The effort is designed to use augmented reality to guide a medic to perform advanced procedures such as trauma surgery on wounded personnel who can't wait for a medevac, Miller said.

"Part of it is going to be training, but the other part is going to be the use of technology like augmented reality; being able to put a head-mounted display on a medic in the field and instantaneously connect them with the right expertise -- trauma surgeon etc. -- anywhere in the world," he said. "That surgeon would be able to see exactly what the medic sees. He will be able to hear what the medic hears. They will be able to talk back and forth real time."

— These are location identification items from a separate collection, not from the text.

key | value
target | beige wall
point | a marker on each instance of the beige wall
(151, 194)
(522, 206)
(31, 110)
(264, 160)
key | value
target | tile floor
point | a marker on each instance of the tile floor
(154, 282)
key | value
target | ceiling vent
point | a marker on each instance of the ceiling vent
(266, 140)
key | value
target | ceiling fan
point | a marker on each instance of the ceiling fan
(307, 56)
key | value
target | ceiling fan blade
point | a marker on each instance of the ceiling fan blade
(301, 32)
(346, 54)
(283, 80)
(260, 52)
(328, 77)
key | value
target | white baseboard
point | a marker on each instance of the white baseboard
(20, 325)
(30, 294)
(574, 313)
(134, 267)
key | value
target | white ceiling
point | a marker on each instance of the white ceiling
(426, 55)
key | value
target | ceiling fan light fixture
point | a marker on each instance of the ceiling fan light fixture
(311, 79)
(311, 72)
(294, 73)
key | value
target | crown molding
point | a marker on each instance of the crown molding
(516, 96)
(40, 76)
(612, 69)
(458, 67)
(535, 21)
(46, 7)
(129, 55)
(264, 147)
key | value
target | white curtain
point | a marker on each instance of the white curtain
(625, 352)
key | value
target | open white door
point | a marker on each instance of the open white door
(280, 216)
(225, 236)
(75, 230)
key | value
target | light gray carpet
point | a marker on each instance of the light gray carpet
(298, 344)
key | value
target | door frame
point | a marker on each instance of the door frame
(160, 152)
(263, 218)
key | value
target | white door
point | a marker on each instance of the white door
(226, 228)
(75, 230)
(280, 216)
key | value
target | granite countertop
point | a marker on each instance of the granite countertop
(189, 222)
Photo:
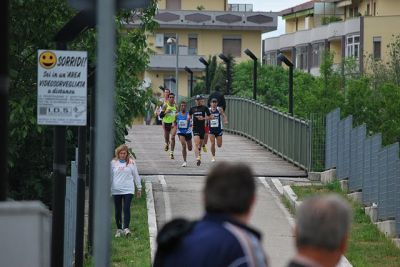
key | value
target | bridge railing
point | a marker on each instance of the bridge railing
(284, 135)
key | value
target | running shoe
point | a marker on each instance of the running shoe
(127, 232)
(118, 233)
(198, 162)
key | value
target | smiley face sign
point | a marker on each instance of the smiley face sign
(47, 59)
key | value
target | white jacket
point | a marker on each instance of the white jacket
(124, 177)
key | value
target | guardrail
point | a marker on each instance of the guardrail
(284, 135)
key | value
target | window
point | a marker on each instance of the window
(192, 45)
(301, 58)
(353, 46)
(270, 58)
(317, 52)
(173, 4)
(169, 49)
(232, 46)
(377, 48)
(169, 82)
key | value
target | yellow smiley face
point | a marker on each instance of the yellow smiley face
(47, 59)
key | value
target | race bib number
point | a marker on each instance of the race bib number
(214, 123)
(182, 124)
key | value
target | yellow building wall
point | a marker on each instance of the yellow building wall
(383, 27)
(290, 25)
(210, 42)
(388, 8)
(301, 23)
(209, 5)
(335, 47)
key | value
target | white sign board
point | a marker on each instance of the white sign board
(62, 87)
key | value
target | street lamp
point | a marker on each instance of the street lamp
(254, 58)
(288, 63)
(228, 72)
(190, 90)
(175, 41)
(206, 64)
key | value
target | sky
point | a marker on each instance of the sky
(271, 5)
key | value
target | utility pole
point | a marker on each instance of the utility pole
(4, 84)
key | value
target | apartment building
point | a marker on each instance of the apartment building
(361, 29)
(201, 28)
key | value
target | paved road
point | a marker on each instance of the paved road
(148, 144)
(177, 190)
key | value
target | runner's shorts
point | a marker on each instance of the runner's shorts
(168, 126)
(216, 132)
(188, 136)
(199, 132)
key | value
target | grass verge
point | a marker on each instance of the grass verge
(367, 245)
(133, 251)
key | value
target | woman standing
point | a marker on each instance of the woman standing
(124, 177)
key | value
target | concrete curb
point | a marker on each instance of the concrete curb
(291, 196)
(151, 219)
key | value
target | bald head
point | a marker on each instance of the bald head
(323, 222)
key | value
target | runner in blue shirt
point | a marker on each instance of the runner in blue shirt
(184, 131)
(216, 126)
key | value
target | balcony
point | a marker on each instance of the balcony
(165, 62)
(213, 20)
(328, 32)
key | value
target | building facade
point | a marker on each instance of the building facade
(360, 29)
(201, 28)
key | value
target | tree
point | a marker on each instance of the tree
(34, 23)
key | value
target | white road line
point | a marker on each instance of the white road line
(278, 185)
(167, 202)
(278, 201)
(151, 219)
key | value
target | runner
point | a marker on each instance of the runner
(169, 114)
(184, 131)
(199, 114)
(216, 127)
(206, 131)
(159, 108)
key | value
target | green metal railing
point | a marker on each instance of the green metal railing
(284, 135)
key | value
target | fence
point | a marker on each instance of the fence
(70, 215)
(286, 136)
(369, 168)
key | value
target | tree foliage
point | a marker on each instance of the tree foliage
(33, 25)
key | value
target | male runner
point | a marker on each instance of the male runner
(169, 112)
(162, 100)
(216, 127)
(206, 130)
(184, 131)
(199, 114)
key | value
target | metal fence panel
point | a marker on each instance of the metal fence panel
(70, 216)
(332, 120)
(389, 160)
(372, 147)
(356, 158)
(382, 184)
(343, 157)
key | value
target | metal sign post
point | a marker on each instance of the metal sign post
(104, 138)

Army leaders have already signaled that the service is committed to using augmented reality to make soldiers more effective in combat. The service recently invested $480 million in Microsoft's Integrated Visual Augmentation System, or IVAS, an augmented-reality tool designed to let soldiers view their weapon sight reticle and other key tactical information through goggles or an eyepiece.

Army medical researchers have been testing commercial, off-the-shelf goggles that use augmented reality for about 22 months, Miller said.

"We are trying to really figure out, what does right look like for this technology to go forward?" he said.

One of the challenges will be ensuring that the system will function on the battlefield, where communications don't always work.

"One thing we know about communication already is that it is reliably unreliable," Miller said. "We have had success running it over a tactical radio network. It runs a little bit differently. It doesn't run full-frame HD video, but you can still run it."

Another hurdle will be choosing the right headset, he said.

"If we wanted to go with a commercially available hardware set, we could probably move quicker," he said. "If we need something that is ruggedized for the operational space, it is going to take time. ... I think it's at least five years away."